Uluç Resim Galerisi, Adana’nın o dönemdeki sanatçılarının uğrak yeri durumundaydı. Ünlü tekstil fabrikalarına kumaş deseni çizimi ile genç ressamların buluşma noktası konumunda, egzotik bir entelektüel mekandı..
***
O yıllarda hem lise son sınıfta okuyor, hem de büyük usta, kentin en entelektüel siması olan Abdurrahman Yurtduru’nun yönettiği resim galerisinde çalışarak zamanımı geçiriyor ve Grafiker çıraklığı yaparak geçimimi sağlıyordum..

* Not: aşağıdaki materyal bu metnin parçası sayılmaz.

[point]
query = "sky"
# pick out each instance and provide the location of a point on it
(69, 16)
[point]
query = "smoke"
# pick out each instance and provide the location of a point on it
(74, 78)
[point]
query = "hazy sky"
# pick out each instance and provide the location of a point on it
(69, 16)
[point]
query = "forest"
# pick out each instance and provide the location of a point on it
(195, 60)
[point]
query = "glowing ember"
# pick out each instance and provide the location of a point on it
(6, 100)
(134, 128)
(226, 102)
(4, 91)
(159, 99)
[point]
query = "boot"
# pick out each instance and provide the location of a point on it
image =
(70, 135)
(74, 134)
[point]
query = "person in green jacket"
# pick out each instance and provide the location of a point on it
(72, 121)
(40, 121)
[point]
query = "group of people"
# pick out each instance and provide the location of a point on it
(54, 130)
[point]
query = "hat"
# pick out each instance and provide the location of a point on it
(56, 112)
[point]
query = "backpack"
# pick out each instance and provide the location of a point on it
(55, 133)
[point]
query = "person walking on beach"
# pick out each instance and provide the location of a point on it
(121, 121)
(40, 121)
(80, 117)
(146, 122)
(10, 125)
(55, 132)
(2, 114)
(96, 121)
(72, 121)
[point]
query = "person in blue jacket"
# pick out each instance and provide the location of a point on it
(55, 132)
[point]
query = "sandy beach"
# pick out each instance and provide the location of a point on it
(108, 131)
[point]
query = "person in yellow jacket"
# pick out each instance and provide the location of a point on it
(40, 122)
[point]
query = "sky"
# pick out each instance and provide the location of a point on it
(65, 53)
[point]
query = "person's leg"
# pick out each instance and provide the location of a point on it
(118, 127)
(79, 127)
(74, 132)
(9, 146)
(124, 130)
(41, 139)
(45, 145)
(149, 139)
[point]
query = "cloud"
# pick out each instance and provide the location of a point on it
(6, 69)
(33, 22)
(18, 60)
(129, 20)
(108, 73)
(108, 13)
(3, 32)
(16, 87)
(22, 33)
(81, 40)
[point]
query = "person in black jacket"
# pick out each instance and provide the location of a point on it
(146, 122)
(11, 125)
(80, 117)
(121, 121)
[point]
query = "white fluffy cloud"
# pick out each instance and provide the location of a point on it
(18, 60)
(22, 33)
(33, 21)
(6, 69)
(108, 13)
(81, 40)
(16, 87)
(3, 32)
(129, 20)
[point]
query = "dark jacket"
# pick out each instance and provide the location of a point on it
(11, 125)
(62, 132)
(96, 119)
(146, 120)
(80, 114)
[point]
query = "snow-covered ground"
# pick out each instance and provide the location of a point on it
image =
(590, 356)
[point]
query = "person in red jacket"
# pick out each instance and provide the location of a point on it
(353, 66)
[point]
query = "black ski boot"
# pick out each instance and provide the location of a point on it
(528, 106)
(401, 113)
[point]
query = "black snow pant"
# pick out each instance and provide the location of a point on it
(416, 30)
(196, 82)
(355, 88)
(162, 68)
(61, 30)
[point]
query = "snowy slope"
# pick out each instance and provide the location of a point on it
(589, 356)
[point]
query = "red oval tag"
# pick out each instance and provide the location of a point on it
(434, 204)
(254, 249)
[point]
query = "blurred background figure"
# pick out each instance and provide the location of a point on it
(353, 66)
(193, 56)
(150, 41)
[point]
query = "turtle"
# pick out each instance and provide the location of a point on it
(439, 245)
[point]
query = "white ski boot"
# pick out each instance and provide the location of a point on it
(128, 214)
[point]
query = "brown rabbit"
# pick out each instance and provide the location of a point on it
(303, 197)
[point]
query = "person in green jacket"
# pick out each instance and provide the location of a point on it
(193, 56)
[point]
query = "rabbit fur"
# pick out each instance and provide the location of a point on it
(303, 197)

Ayrıca bazı tanıdıkların çocuklarına yağlı boya resim tekniklerini öğretiyor, bazılarına da matematik dersi bile veriyordum..
***
Yıldız Gazinosu’nun sahibi Hamit Hayta’nın da hesaplarını kontrol ediyor, bir anlamda gazinonun ve patronunun özel muhasebecisi gibi ayrı bir sorumluluğu üstleniyordum..
***
1969 yılının hemen başında Karataş yolu üzerinde, Mihmandar’da bir köyde film çeken Yılmaz Güney de Abdurrahman Yurtduru’nun yakın arkadaşı olması nedeniyle buraya geliyor, bu galeriyi ihtiyaç duyduğunda kendi yeri gibi kullanıyordu.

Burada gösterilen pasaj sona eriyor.